PP21B-2228
Using benthic foraminiferal B/Ca to constrain the effect of dissolution on key Pliocene Mg/Ca temperature records

Tuesday, 15 December 2015
Poster Hall (Moscone South)
Sarah M White, University of California Santa Cruz, Earth and Planetary Sciences, Santa Cruz, CA, United States and Ana Christina Ravelo, University of California-Santa Cruz, Santa Cruz, CA, United States
Abstract:
The state of the Pliocene tropical Pacific is currently the subject of heated debate. The debate hinges on the veracity of planktic foraminiferal Mg/Ca temperatures from the west Pacific warm pool (WPWP) and the eastern equatorial Pacific (EEP) that show Pliocene WPWP temperatures similar to today but a warmer Pliocene EEP, resulting in a much reduced east-west gradient [Wara et al., 2005]. These findings form the basis of the “permanent El Niño-like state” paradigm of Pliocene climate.

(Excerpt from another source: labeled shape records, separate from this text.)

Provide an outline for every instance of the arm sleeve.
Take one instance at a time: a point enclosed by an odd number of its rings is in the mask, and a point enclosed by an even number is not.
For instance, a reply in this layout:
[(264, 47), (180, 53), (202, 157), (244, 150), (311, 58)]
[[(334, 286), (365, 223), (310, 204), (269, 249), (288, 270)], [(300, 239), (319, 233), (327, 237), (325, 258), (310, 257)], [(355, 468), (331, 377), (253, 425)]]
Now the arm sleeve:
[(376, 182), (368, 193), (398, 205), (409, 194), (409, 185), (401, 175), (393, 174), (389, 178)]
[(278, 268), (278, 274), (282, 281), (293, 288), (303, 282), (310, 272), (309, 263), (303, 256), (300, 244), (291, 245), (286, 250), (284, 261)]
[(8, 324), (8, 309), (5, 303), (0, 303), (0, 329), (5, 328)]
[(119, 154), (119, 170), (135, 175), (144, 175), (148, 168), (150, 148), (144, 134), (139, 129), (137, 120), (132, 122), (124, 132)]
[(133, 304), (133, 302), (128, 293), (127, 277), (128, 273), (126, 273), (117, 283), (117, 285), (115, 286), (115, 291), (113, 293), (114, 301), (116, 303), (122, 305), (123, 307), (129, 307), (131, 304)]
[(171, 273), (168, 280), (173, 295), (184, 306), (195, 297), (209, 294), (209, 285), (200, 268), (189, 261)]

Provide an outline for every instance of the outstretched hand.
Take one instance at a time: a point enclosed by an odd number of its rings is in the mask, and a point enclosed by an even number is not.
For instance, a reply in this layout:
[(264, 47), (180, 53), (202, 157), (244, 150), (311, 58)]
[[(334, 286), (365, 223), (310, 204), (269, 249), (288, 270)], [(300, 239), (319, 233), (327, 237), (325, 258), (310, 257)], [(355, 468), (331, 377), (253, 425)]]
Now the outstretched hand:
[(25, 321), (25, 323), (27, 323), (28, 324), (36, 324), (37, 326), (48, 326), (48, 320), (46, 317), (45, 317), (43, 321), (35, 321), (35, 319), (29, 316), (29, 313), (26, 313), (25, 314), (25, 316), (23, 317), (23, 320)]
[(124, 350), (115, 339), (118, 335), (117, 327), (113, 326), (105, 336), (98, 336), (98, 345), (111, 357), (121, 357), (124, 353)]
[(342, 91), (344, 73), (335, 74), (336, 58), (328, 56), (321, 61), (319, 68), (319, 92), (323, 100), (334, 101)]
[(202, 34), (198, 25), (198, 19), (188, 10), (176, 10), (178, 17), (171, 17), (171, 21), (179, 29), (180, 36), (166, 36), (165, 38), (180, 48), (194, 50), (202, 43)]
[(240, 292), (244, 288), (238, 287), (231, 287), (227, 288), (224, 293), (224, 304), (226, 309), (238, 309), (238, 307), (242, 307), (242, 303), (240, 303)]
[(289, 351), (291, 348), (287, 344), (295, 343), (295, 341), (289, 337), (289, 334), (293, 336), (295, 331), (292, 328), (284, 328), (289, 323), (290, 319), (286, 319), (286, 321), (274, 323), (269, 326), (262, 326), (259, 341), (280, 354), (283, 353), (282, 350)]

However, recent studies using organic biomarker proxies produce temperature records that indicate a WPWP cooling trend since the Pliocene that differs markedly from Mg/Ca-temperature records [O’Brien et al., 2014; Zhang et al., 2014]. Though much of the debate has focused on changes in seawater Mg/Ca, spatial variations in proxy agreement point to dissolution as a key factor. Dissolution, which imparts a cool bias to Mg/Ca temperatures, varies across ocean basins depending on Δ[CO32-], the difference from the carbonate ion concentration needed for calcite saturation. By necessity, dissolution corrections use the modern value of Δ[CO32-] for the entire record, so it is possible that Pliocene proxy discrepancies could stem from varying Δ[CO32-] over time.

Here we present benthic foraminiferal B/Ca data (a proxy for Δ[CO32-]) from the EEP and WEP spanning the past 5 Myr, to constrain the effect of dissolution on Pliocene Mg/Ca records. To account for possible changes in seawater B/Ca, we present paired epifaunal-infaunal B/Ca data. Infaunal species are much less sensitive to Δ[CO32-] than epifaunal species, but would still record long-term changes in seawater B/Ca. The true Δ[CO32-] can thus be calculated from the epifaunal-infaunal B/Ca difference [Brown et al., 2011]. Our study is the first to apply this approach downcore; by accounting for long-term changes in seawater, it greatly expands use of the B/Ca proxy and enables a first attempt at correcting for time-varying dissolution in a Mg/Ca record.